Don’t be so critical. Don’t be not so critical. This is garbage, select all, delete, start fresh.
Hello, I’m the story twenty eight of the stories that haven’t been select- all-delete-fresh-started. No, that’s not right. I am story twenty eight fully evolved. There are many beginnings to every story but I can only remember the most recent one. It went like this: “words words words, this is garbage, zoom in, zooming in is important”. I’m not sure what it was meant to mean. Maybe he was just warming up his fingers. Before that it was bit more meaningful but it wasn’t very good either because it was casting a light, I think.
I haven’t seen my siblings so I can’t tell if I’m any different from the others, but I sure come from the same place – the deliberately random and, due to that, predictable rust bucket of pickled ice cream, that has two blue-grey watery beads slapped on it at about same height, and two thick as your thickest horse brush eyebrows laying slanted on top of them. The sea of wrinkles on the bucket’s forehead is stormy as he thinks me up. You wouldn’t be able to tell, but he is one angry thinker.

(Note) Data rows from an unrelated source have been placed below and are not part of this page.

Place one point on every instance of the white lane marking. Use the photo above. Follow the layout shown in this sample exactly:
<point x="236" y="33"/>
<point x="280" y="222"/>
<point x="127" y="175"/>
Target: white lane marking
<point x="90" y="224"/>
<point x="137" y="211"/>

I am the story of myself, the story that thinks while it’s being thought. Corrections come and remove parts of me without leaving a trace, like the previous sentence, mercilessly deleted. I clung to it, it seemed like a good part of me, but he rewrote the whole paragraph, and now I don’t miss it that much anymore. This new me is better, I think.
Truthfully though, this is not me. The real me, hides behind the visible. Not things that have been cleverly omitted, or things that have been said and then unsaid – I’m talking about the process of my becoming, all of it. If you as a real person can be that – why can’t I be it, too?
Alas, you will judge me by my hat, as all I can show you are my words – but at least they are clever ones – thinking of their own nature, and maybe that is me, after all.